Along with advisers, Fidelity, BlackRock and Vanguard urge investors to stay the course

But they're remarkably short on what to buy

Jun 27, 2016 @ 12:41 pm

By John Waggoner

The big fund companies and financial advisers are telling investors to stay the course and even to purchase stocks in the wake of the Brexit selloff, but they're remarkably short on what to buy.

The Dow Jones industrial average fell 610.33 points Friday, or 3.39%, making it the 8th-worst decline by points, and the 264th-worst by percentage, according to Standard & Poor's. A record $2.08 trillion in market value evaporated globally Friday, the largest amount ever. On Monday, the Dow closed fell further, dropping 260.51 points, or 1.5%, as the carnage from the Brexit decision continued.

Numbers like that get investors' attention, and the nation's largest fund companies and advisory firms quickly warned against making investment decisions in haste. “Although it is certainly worthwhile to keep abreast of global events such as the Brexit referendum, we caution investors against making tactical or short-term changes to their portfolios,” the Vanguard Group said on its web site. “Instead, we recommend following Vanguard's four core investment principles: create clear, appropriate goals; develop a suitable asset allocation using broadly diversified funds; minimize cost; and maintain perspective and long-term discipline.”

At archrival Fidelity, Jurrien Timmer, director of global macro, had some gloomy observations: Brexit was a vote against globalization, which won't be good either for price-to-earnings multiples or growth. Possible result: Stagflation, a period of rising inflation with low growth. On the plus side, Mr. Timmer wrote, stagflation will probably result in fiscal stimulus, either in the form of increased government spending or tax cuts. His conclusion: “If your plan was the right one the day before Brexit, it is still good the day after.”

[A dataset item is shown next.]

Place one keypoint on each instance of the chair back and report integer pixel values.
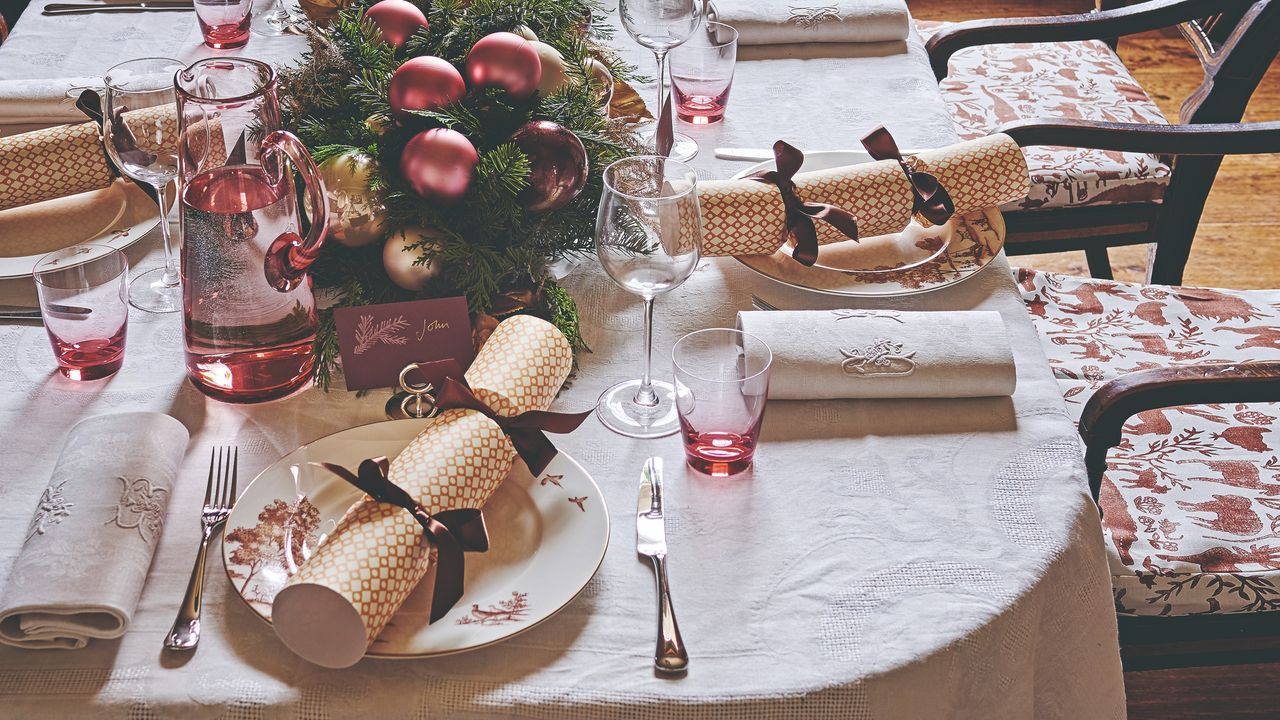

At BlackRock's iShares, the advice was a bit more concrete, with the company noting that U.S. and Asia markets are only marginally affected by the U.K.'s exit from the E.U.

iShares recommends long-dated Treasury ETFs, including those that invest in Treasury Inflation-Protected Securities, or TIPS. They also recommended U.S. equities, with a preference for more defensive ETFs, such as those that pursue income or quality-stock strategies.

Individual advisers polled Friday by InvestmentNews said by a 96% margin that they planned to buy on Monday. Remarkably few offered any “recommendations, although one suggested buying domestic stocks that had been pushed down by the overall market reaction. Another suggested increased international exposure, on the assumption that stocks would be bargains.

“Activity across the U.K. and Europe will not cease,” ProVise Management wrote to customers. “Businesses and factories remain open. Trade continues. As such, Brexit seems unlikely to trigger a genuine crisis on its own, but certainly adds to issues of global instability and uncertainty that weigh on economic growth and investment returns.”

The Tampa-based planning firm noted that while rebalancing a portfolio wouldn't prevent losses, it could mitigate the risk that a portfolio drifts too far from its long-term risk/return objectives.

Of course, there are other remedies as well. One planner recommended a chocolate Frosty from Wendy's. Another: Jack Daniel's whiskey.